11/09/2016 | by

Vivek Seth is the head of the Raymond James Real Estate Investment Banking group, which is involved with public and private offerings and mergers and acquisitions within the real estate, hospitality and homebuilding industries. Prior to joining Raymond James in 2001, Seth was a senior member of the real estate investment banking group at J.P. Morgan.

2016 has been a slow year for REIT IPOs. Why is that, and do you expect a pickup in 2017?

We haven’t seen a whole lot of REIT IPOs because the markets have not been particularly receptive to IPOs, period. Overall, it’s probably been the worst market for IPOs on record since 2008/2009. In real estate, there’s been a shift to higher-cap, more-liquid names. As a consequence, new and smaller companies have had a hard time finding an audience in the public markets while simultaneously being able to source plentiful capital on the private side—probably more so than any other time in history.

IPOs have always been the lifeblood of the real estate sector. If you go back to the beginning of the Modern REIT Era in 1991, if it wasn’t for a steady stream of IPOs, we wouldn’t be closing in on $1 trillion of total equity market capitalization today. So, it’s always been a vital cog in the wheel.

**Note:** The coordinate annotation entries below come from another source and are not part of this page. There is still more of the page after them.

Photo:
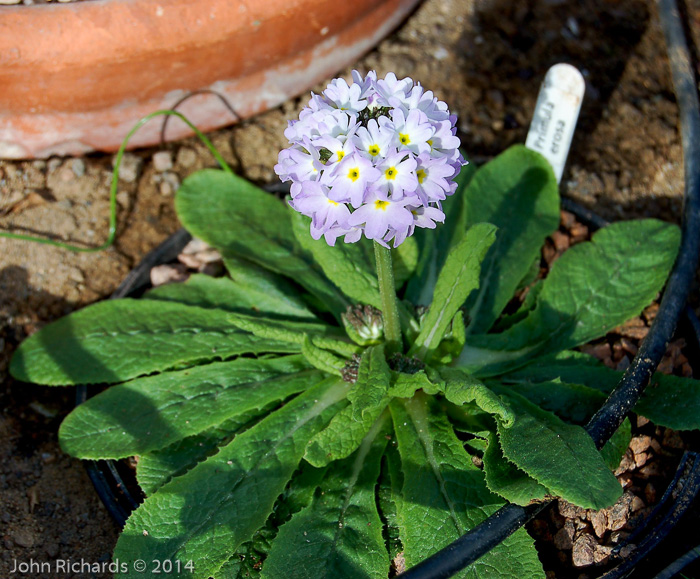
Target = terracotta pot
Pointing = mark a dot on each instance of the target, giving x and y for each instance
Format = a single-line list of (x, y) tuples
[(75, 77)]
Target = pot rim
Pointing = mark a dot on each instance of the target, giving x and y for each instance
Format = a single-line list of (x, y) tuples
[(124, 59)]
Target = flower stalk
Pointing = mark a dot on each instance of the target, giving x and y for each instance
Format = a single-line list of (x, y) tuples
[(387, 291)]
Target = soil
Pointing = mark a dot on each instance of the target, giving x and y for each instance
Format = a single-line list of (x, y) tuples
[(485, 58)]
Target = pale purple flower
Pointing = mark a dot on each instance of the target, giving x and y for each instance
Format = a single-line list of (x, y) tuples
[(375, 157), (379, 215), (397, 174), (311, 199), (372, 141), (433, 178), (411, 132), (349, 180)]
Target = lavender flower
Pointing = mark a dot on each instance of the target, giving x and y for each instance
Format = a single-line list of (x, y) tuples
[(375, 157)]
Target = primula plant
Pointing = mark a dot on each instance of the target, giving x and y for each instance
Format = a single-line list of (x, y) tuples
[(332, 403)]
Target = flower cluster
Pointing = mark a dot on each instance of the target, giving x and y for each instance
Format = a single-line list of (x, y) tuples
[(374, 157)]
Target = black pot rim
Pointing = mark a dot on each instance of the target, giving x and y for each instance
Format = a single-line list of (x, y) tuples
[(120, 502)]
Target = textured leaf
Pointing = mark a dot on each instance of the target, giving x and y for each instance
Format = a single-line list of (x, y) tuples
[(372, 382), (117, 340), (435, 244), (404, 261), (322, 359), (153, 412), (571, 402), (344, 264), (239, 296), (518, 193), (207, 513), (156, 468), (458, 277), (263, 231), (368, 398), (443, 495), (560, 456), (669, 401), (406, 385), (506, 479), (321, 335), (592, 288), (249, 558), (453, 342), (461, 388), (340, 534)]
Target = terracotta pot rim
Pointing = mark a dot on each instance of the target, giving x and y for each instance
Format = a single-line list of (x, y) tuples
[(72, 92)]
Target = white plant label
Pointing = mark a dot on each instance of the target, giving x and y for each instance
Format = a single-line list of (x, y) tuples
[(556, 113)]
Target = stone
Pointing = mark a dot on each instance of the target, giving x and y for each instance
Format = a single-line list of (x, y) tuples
[(163, 161), (583, 551), (186, 157), (130, 167), (78, 166), (169, 183)]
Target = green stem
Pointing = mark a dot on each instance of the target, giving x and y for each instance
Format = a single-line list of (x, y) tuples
[(387, 291), (115, 183)]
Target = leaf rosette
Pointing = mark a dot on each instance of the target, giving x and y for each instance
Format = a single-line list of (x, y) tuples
[(279, 435)]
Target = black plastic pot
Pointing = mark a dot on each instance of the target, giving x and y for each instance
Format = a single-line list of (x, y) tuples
[(508, 519), (679, 497)]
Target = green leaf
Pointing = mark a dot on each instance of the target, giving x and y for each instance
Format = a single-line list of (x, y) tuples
[(260, 296), (344, 264), (560, 456), (368, 397), (669, 401), (153, 412), (207, 513), (571, 402), (340, 534), (592, 288), (616, 447), (506, 479), (405, 261), (321, 335), (406, 385), (372, 382), (461, 388), (249, 558), (443, 495), (263, 231), (458, 277), (518, 193), (322, 359), (453, 342), (117, 340), (157, 467), (435, 244)]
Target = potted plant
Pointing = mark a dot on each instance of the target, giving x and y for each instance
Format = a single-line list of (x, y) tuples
[(309, 415)]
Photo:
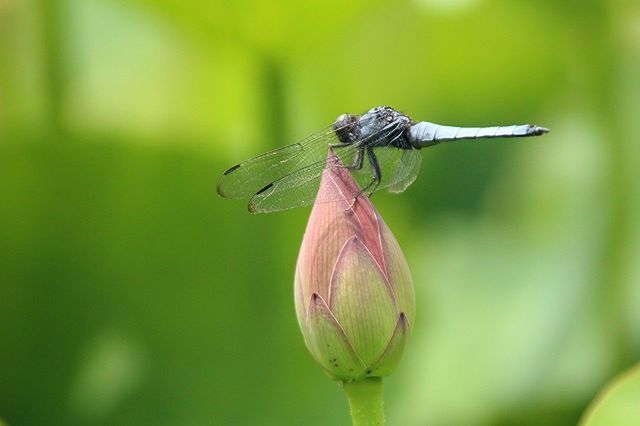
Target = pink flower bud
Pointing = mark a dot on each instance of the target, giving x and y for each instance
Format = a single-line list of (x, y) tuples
[(353, 288)]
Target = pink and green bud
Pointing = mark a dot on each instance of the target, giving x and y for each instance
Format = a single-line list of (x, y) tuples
[(353, 288)]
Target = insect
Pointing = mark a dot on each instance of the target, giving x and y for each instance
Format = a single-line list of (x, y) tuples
[(380, 148)]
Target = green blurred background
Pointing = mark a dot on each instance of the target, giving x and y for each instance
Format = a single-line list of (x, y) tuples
[(130, 294)]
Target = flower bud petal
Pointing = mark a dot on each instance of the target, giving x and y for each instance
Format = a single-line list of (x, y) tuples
[(327, 342), (362, 301), (389, 359), (353, 288)]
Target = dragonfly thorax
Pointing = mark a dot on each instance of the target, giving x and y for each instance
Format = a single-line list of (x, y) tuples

With prices where they are now, there will be much more talk about IPOs. The reality, though, is that in the next year, we are going to see IPOs more in the fashion of merger-cos, rather than the traditional small-cap IPO model that has been prevalent for each of the last few cycles. If we catch a sustainable trend, only then will you see some of the small companies come up.

What are the ingredients for a successful IPO in the current environment?

You need to have a pretty clear line of sight to $1 billion as a minimum threshold, either because you are operating in a unique niche—but obviously that’s getting harder and harder as a variety of different types of companies are already public, and certainly with the tightening up of tax regulations—or you have a critical mass of assets. If stock price valuations continue to keep pace, then you are going to see the attractive arbitrage of taking a vertically integrated company public with well over $1 billion in assets.

Do you anticipate more mergers and acquisitions activity on the public-to-public side or on the private side?

If REIT prices continue to appreciate, then the segmentation between the haves and have-nots will continue, and you’ll see more public-to-public. You’re definitely going to see a steady stream of take-privates as well.

I’m quite optimistic on M&A activity overall. It’s going to be across the board. It’s more valuation differentials, rather than sector dynamics, that are going to drive the trend.

How big an impact are foreign real estate investors having on capital market flows?

They are having a huge impact. The demand for yield, particularly from overseas investors, is driving capital flows both on the public and private side, and I don’t see that abating any time soon. Overall, I think that it’ll be a pretty healthy market next year, absent something draconian from the Federal Reserve.

The Asian countries are clearly on the top of the list, with China in first place, followed by Japan. The global uncertainty continues to benefit us, and we’re going to see inflows from the Middle East and Europe as well. It’s just that the channels from Asia have been extremely well-established. I think we’ll see more volume from there because the conduits exist today.

Meanwhile, events like Brexit sustain the relative attractiveness of the U.S. The longevity of our markets and the attractiveness of the investments here are that much more ratified by an event of that nature.